A. "Now about that time Herod the king stretched forth his hands to vex certain of the church. And he killed James the brother of John with the sword. And because he saw it pleased the Jews, he proceeded further to take Peter also. (Then were the days of unleavened bread.) And when he had apprehended him, he put him in prison, and delivered him to four quaternions of soldiers to keep him; intending after Easter to bring him forth to the people" (Acts 12:1-4). This is the only place in the English translation of the Bible that the word Easter is (inaccurately) recorded. This same

Greek word is used in Matthew 26:2; Mark 14:1; Luke 2:41 and 22:1; John 2:13,23, and other places, and in every instance is translated passover. Today, if we were to celebrate the Easter of Acts 12:4, it would not be the Easter of today but the Jewish Passover! Herod put forth his hands to afflict certain of the church. It is absurd to think that he wanted to celebrate the resurrection of Christ.

B. Of this translation (Acts 12:4), Albert Barnes, noted Presbyterian commentator, says, "There never was a more absurd or unhappy translation than this. The original is simply `after the Passover.' The word Easter now denotes the festival observed by many Christians in honour of the resurrection of the Saviour. But the original has no reference to that, nor is there the slightest evidence that any such festival was observed at the time when this book was written. The translation is not only unhappy, as it does not convey at all the meaning of the original, but because it may contribute to foster an opinion that such a festival was observed in the time of the apostles."

C. Thayer's Greek-English Lexicon of the New Testament says, "The word translated `passover' and the one used in Acts 12:4 is `pascha' meaning `a passing over.' It is used with reference to the paschal feast, the feast of passover."

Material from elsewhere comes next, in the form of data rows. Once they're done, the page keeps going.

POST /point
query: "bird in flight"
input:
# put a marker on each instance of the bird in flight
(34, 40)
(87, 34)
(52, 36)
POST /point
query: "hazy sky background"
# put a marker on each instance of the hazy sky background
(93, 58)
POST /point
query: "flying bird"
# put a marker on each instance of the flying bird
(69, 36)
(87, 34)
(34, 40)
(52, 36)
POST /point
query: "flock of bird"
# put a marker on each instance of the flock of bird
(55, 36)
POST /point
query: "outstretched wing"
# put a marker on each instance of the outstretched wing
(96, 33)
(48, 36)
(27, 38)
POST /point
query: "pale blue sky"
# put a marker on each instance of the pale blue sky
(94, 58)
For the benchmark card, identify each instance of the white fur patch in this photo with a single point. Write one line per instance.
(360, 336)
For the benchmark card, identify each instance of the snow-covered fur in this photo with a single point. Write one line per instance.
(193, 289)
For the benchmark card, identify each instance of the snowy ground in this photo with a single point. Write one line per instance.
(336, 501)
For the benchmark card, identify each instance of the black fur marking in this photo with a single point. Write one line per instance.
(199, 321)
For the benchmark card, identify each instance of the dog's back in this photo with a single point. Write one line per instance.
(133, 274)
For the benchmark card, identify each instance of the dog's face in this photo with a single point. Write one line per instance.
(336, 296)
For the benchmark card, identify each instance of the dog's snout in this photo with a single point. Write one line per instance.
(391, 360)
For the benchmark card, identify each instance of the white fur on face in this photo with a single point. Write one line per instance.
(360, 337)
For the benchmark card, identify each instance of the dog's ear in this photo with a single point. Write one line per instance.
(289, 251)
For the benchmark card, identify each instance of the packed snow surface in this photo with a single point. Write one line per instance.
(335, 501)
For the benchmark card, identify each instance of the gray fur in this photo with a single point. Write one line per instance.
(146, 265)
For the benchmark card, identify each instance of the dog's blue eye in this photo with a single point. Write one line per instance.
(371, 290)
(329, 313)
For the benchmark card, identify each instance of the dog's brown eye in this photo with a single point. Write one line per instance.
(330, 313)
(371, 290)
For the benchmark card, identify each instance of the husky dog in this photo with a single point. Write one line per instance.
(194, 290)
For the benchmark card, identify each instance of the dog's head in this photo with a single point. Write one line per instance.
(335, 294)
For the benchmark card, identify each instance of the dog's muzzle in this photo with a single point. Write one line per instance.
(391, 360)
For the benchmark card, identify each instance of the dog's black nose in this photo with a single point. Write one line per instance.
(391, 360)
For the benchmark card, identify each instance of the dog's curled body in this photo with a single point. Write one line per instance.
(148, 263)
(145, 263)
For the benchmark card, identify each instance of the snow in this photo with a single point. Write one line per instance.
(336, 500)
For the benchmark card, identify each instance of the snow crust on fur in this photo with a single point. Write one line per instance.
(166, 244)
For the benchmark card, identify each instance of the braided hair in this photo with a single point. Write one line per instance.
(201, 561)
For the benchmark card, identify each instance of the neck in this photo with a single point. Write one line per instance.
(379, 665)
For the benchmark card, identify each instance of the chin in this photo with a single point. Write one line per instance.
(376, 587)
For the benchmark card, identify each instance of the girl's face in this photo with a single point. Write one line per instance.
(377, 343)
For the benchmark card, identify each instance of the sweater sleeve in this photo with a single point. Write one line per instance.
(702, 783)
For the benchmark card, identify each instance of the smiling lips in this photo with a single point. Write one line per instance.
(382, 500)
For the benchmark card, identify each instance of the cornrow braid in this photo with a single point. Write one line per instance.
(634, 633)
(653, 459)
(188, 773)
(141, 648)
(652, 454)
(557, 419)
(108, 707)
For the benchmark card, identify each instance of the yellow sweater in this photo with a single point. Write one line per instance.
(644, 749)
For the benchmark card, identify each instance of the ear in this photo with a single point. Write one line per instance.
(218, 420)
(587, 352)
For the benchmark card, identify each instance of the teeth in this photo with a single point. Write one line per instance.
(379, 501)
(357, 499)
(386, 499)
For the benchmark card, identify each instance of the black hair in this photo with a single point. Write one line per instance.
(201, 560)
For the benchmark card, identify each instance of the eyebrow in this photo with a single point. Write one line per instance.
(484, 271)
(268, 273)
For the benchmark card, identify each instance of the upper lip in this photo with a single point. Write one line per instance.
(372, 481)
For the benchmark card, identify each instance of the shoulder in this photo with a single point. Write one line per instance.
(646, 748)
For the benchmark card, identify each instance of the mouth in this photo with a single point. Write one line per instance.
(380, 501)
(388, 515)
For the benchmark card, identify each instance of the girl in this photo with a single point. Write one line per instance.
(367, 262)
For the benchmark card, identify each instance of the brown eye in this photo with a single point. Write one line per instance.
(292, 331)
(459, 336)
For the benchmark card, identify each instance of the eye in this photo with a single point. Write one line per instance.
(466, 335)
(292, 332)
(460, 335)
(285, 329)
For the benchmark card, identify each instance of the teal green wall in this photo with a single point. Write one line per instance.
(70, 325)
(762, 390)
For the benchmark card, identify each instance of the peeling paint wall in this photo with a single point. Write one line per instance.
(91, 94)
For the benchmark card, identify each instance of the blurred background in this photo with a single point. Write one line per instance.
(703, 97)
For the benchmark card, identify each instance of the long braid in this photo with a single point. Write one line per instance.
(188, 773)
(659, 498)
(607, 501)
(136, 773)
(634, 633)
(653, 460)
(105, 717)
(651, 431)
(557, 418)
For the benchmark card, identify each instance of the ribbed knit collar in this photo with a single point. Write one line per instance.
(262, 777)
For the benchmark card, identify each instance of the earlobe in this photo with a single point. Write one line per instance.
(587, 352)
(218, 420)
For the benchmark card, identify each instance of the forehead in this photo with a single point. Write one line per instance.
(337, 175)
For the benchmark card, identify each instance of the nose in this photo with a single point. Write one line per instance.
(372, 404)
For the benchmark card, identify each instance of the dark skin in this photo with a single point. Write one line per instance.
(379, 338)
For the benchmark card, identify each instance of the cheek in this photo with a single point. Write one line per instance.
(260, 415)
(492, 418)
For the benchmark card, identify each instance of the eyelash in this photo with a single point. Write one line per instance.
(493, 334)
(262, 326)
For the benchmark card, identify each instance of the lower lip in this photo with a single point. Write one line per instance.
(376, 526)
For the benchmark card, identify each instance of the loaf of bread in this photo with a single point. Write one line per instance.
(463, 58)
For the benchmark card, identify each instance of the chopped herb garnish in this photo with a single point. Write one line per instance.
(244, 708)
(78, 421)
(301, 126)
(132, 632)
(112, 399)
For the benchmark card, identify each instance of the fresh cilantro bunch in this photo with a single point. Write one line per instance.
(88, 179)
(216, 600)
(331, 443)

D. The Encyclopedia Britannica, 14th Ed. (Vol. II, p. 859), says, "There is no indication of the observance of the Easter festival in the New Testament or in the writings of the apostolic fathers. The sanctity of special times was an idea absent from the minds of the first Christians." In apostolic times, the Christians commemorated their Lord's resurrection every Sunday by meeting on that day for worship. When Paul refers to Christ as "our passover" (1 Cor. 5:7), his language is metaphorical and cannot be regarded as containing any allusion to a church function (A Dictionary of Religion and Ethics, p. 140).

Acceptance of the scriptures as inspired of God demands rejection of the uninspired words of men. To entertain the popular opinion that the Bible does not contain all that God would have us know on this or any other Bible subject is to reject it as incomplete (Jas. 1:25) and the ultimate end is that we will be found adding to it or taking from it, condemning ourselves forever (Rev. 22:18-19).

When I see men, often known sinners, dress themselves in robes to portray the Son of God, I am sickened to disgust and am reminded "to remember the words which were spoken before of the apostles of our Lord Jesus Christ; how that they told you there should be mockers in the last time, who would walk after their own ungodly lusts" (Jude 17-18). Paul said, "Let no man therefore judge you in meat, or in drink, or in respect of an holy day, or of the new moon, or of the sabbath days: which are a shadow of things to come; but the body is of Christ" (Col. 2:16-17).

In closing, let us earnestly and fearfully take heed to the word of God through Jeremiah: "Thus saith the Lord, stand ye in the ways, and see, and ask for the old paths, where is the good way, and walk therein and ye shall find rest for your souls" (Jer. 6:16). Easter began too late, and is without the authority of God.